İslamî Direniş Hareketi (Hamas)`ı terör örgütü ilan eden mahkemenin kararını duyan Mısır halkı gözü önünde olup bitenlere inanamıyor. Hayfa`dan Tel Aviv`e kadar füze atan Kassam Tugayları'nın terörist ilan edilmesine bir türlü inanamıyor. Hâlbuki Hamas her fırsatta işgal rejimi dışında kimseye bir tek mermi bile sıkmadığını, sıkmayacağını, silahını sadece işgalciye doğrulttuğunu ifade ediyor. Bunu söyleyen bir hareket, silahını Mısır ordusuna; Filistin direnişinin siyasi, tarihi, ahlaki, akaidi dayanağı olan Mısır halkına nasıl ve neden çevirsin?
Hamas hareketiyle onun askeri kanadı İzzeddin El-Kassam Tugayları terörist yapılmışsa o zaman İslami Cihad, Ebu Ali Mustafa Tugayları, Halk Direniş Komiteleri ve işgale karşı direnen herkesi, bütün Filistinli direniş gruplarını terörist ilan eden Siyonist askeri mahkemelerle kesişen Mısır mahkemesinin gözünde de bu grupların hepsi teröristtir.
Mısır mahkemesi direnişin gücüne asla zarar veremez. Mısır ordusu da şu anda Gazze üzerindeki kuşatmayı ağırlaştırdığından daha fazlasını yapamaz. Mısır ordusu Gazze`ye karşı askeri operasyon da yapamaz. Çünkü bunu ancak işgal ordusuyla yapacağı işbirliği ve koordinasyonla gerçekleştirebilir. Zira uluslararası kanunlara göre Gazze halen İsrail`in işgali altında bir topraktır. Onun coğrafi sınırları hâlâ işgal rejiminin sınırları içinde görünmektedir. Bu sınırlara karşı yapılacak bir tecavüz işgal rejimine yapılmış sayılır. Ancak Mısır, işgal ordusuyla arasındaki güvenlik işbirliğini gizleme ihtiyacı hissetmeyecek şekilde açıkça ve herkesin önünde böyle bir saldırı yaparsa bu ayrı. Ancak bunu Mısır halkı kabul etmeyeceği gibi, ülkesine bağlı ve düşmana karşı öfke besleyen on binlerce subay ve asker de kabul etmeyecektir.

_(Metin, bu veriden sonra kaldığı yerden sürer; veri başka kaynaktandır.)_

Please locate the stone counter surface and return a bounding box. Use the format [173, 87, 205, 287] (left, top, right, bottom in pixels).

İslamî Direniş Hareketinin terörle suçlanması temelde Filistin davasının suçlanmasıdır. Bu kararla Mısır mahkemesi Filistin halkına karşı insanlık dışı cinayetler işleyen işgal rejiminin Uluslararası Ceza Mahkemesi'nde temize çıkarılmasına katkı sundu. Bu karara karşı çok hızlı ve acilen üç tepkinin ortaya konması gerekir:
Birincisi: Filistin`de resmi olarak karara tepki verilmesini bekliyoruz. Filistin yönetiminin resmi olarak Filistin direniş hareketlerinin terörden uzak olduklarını belirtmesi, karara karşı Arap Birliğini toplantıya çağırması ve Filistin davasına destek ve güvenin yenilenmesini sağlaması gerekir.
İkincisi: Kararı kınamaları için Filistinli gruplardan da tavır bekliyoruz. Bütün grupların Filistin özgürlük hedefi arkasında saf tutup başka ülkelerin iç işlerine karışmadıklarını bir kez daha ilan etmeleri gerekir.
Üçüncüsü: Halk bazında da tepki bekliyoruz. Filistin ve Mısır'da milyonların meydanlara inip kararı protesto etmelerini, son savaşta olduğu gibi Arapların kafasını eğikken dikleştiren, düşmanın yenilmez ordu efsanesini yıkan Filistin silahlı direnişini desteklediklerini, onun yanında olduklarını ilan etmelerini umuyoruz.